Hükmü, davalı vekili temyiz etmiştir.
6100 sayılı Hukuk Muhakemeleri Kanununun;
1- 353/b-2 maddesinde, "Yargılamada eksiklik bulunmamakla beraber, kanunun olaya uygulanmasında hata edilip de yeniden yargılama yapılmasına ihtiyaç duyulmadığı takdirde veya kararın gerekçesinde hata edilmiş ise düzelterek yeniden esas hakkında duruşma yapılmadan karar verilir."
2- 359/2. maddesinde, "Hükmün sonuç kısmında gerekçeye ait herhangi bir söz tekrar edilmeksizin, taleplerden her biri hakkında verilen hükümle, taraflara yüklenen borç ve tanınan hakların sıra numarası altında, açık, şüphe ve terddüt uyandırmayacak şekilde gösterilmesi gereklidir." hükümlerine yer verilmiştir.
İstinaf mahkemesi, ilk derece mahkemesi kararının usul ve esas yönünden hukuka uygun olduğu kanısına varırsa, istinaf başvurusunun esastan reddine karar verir (HMK. m. 353/b-1).
İstinaf mahkemesi, ilk derece mahkemesi kararındaki maddi hataların düzeltilmesi mümkün ise gerekli düzeltmeyi yaparak (HMK. m. 360, m. 183) aynı kararı verir; yani istinaf başvurusunun esastan reddine karar verir (Karş: İYUK m. 45/3, c.2).
İstinaf mahkemesi, ilk derece mahkemesi kararını hukuka uygun bulmadığı takdirde, istinaf başvurusunun kabulü ile ilk derece mahkemesi kararının kaldırılmasına karar verir. Bu halde, istinaf mahkemesi aşağıdaki kararları verebilir;
a) İlk derece mahkemesi kararının kaldırılması ve davanın esası hakkında yeniden karar verilmesi,
b) İlk derece mahkemesi kararının düzeltilmesi ve davanın esası hakkında karar verilmesi (Prof. Dr.
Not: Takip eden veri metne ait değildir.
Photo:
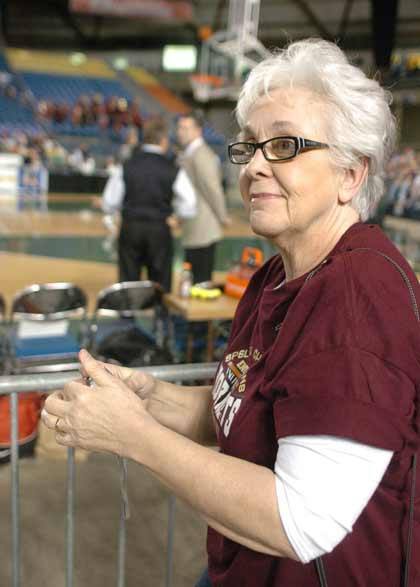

Baki Kuru, İstinaf Sistemine Göre Yazılmış Medeni Usul Hukuku, Ekim 2016 s. 698).
Öte yandan, HMK’nun "Yargılama Giderlerinin Kapsamı" başlıklı 323. maddesinde, karar ve ilam harçları yargılama giderleri arasında sayılmış, "Yargılama Giderlerinden Sorumluluk" başlıklı 326. maddesinde, yargılama giderlerinin aleyhine hüküm verilen taraftan alınmasına karar verileceği düzenlenmiştir.
492 sayılı Harçlar Kanunu’na ekli (I) sayılı tarifenin yargı harçları başlığını taşıyan kısmında, konusu belli bir değerle ilgili bulunan davalarda esas hakkında karar verilmesi halinde hüküm altına alınan anlaşmazlık konusu değer üzerinden tarifede gösterilen oranda nispi karar ve ilam harcı alınacağı, Bölge Adliye Mahkemelerinin tasdik veya işin esasını hüküm altına aldığı kararları içinde bu oranda karar ve ilam harcı alınacağı hükme bağlanmış ve aynı Kanunun 16. madde düzenlenmesi ile de temyize konu kararla ilgili davanın nispi harca tabi olacağı öngörülmüştür.
Bu genel açıklamalardan sonra somut olaya gelince;
Dava konusu kararda Bölge Adliye Mahkemesi, Yargıtay bozma ilamına uyarak yeniden hüküm kurmuştur. Ancak bu karar ikiye ayrılarak, ilk bölümde ilk derece mahkemesi gibi işin esası ile ilgili hüküm oluşturarak davacının davası kabul edilmiş, hüküm altına alınan miktar üzerinden nispi harcın davalıdan alınarak Hazineye ödenmesine karar verilmiştir. Hükmün ikinci bölümü ise "İstinaf Yönünden" olarak isimlendirilmiş ve hükmün birinci bölümündeki karar ve ilam harcı miktarı kadar, mükerrer olacak şekilde istinaf harcının davalıdan alınmasına karar verilmiştir.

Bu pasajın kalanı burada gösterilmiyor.